La députation permanente a approuvé cette résolution, mais le gouvernement par un arrêté royal du 15 janvier 1865, inséré au Moniteur du 18, a annulé la délibération de la députation permanente. Il l'a annulée notamment par ce motif.

Ces constructions constituent des acquisitions par voie d'accessions et rentrent donc dans les acquisitions que l'article 76 de la loi communale soumet à l'approbation du Roi, tandis que les constructions ne sont soumises qu'à l'approbation de la députation permanente.

De cette façon, messieurs, il n'y a plus de constructions, et l'article 77, paragraphe 7 de la loi communale qui les prévoit, se trouve complètement annihilé.

Un dernier mot d'une anomalie à laquelle M. le ministre de l'intérieur ferait bien de porter remède.

Aux termes du décret du 25 juin 1806, les résolutions des administrations charitables, lorsqu'il s'agit de rentes viagères de plus de 500 fr., doivent passer par la filière de quatre autorités ; le bureau de bienfaisance, le conseil communal, la députation permanente et le Roi ;

Lorsqu'une personne dans l'indigence possédant un capital dépassant 500 fr. consent à le remettre au bureau de bienfaisance à charge d'être entretenue pendant le reste de ses jours, il faut cette quadruple approbation !

Je cite ce fait parce qu'il se présente assez fréquemment. On recule devant ce luxe de formalités et il en résulte que le petit pécule de ces malheureux est gaspillé en peu d'années et qu'ils finissent par retomber à la charge du bureau de bienfaisance, sans compensation.

Je me bornerai à ces quelques considérations à l'appui de la nouvelle rédaction de notre amendement.

Je le répète, si nous n'avions considéré que les réformes que nous voudrions voir introduites dans la loi communale et même en les restreignant aux deux articles qui nous occupent, nous aurions été beaucoup plus loin, mais nous avons dû compter avec la force des choses, et le malheur des temps, c'est pour cela que nous nous sommes restreints dans des limites si étroites.

(page 799) M. Kervyn de Lettenhove. - L'honorable M. Jacobs n'a pas compris tout à l'heure la portée de mes observations.

Ce n'est pas le délai de 40 jours que j'ai critiqué, mais, dans ma pensée, toutes les fois qu'il s'agit de ventes ou d'emprunts, l'intervention de l'autorité centrale doit être considérée comme indispensable.

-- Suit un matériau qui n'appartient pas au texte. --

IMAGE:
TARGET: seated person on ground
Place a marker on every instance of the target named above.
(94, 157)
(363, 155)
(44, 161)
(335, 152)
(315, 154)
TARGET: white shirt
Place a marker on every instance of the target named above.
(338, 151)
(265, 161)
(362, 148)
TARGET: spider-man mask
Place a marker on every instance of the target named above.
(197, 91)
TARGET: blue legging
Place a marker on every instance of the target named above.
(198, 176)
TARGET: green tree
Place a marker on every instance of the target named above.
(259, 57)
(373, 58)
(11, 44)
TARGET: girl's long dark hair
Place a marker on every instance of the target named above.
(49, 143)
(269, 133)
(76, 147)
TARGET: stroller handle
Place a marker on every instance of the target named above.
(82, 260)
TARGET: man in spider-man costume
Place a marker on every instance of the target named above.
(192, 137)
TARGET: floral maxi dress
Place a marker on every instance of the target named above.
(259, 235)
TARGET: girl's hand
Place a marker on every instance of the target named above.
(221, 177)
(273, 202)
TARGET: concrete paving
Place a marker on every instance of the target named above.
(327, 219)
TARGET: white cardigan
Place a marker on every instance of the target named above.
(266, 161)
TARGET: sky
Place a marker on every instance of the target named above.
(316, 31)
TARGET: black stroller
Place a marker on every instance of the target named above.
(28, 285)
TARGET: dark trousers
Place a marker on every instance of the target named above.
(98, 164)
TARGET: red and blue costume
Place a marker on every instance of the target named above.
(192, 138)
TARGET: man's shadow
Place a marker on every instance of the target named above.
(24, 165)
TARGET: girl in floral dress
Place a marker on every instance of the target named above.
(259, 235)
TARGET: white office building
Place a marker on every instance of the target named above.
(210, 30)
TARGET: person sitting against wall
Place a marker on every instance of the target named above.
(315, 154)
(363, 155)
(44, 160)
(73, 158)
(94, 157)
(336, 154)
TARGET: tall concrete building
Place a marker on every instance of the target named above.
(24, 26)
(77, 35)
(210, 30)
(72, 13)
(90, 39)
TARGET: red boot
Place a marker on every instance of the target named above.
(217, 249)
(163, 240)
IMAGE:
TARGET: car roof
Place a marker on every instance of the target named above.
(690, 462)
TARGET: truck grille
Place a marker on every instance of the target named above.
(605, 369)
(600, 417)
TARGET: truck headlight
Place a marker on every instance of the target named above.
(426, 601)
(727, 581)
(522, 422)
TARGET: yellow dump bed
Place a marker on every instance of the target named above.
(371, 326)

Il faut dans tous les cas, selon moi, que cette autorité reçoive les pièces, qu'elle soit appelée à donner son avis et que son approbation soit requise ; mais d'un autre côté, lorsqu'il s'agit de questions moins graves, d'intérêts moins sérieux, quand il ne s'agit pas d'engagements à titre onéreux, mais de l'exercice de droits attribués aux autorités communales, ou du développement de la prospérité communale, je demande au contraire que l'annulation d'office ne puisse pas être prononcée. Si cette annulation pouvait avoir lieu sans aucune justification, par un simple acte de l'autorité centrale et en dehors des règles établies par la Constitution, il arriverait nécessairement, quelque extension que l'on voulût donner aux droits de l'autorité communale, que cette extension serait complètement illusoire.

Sur ce point je voudrais me rapprocher davantage de la loi hollandaise, qui ne permet l'annulation par l'autorité centrale que lorsque les intérêts généraux sont lésés.

- La séance est levée à 4 heures trois quarts.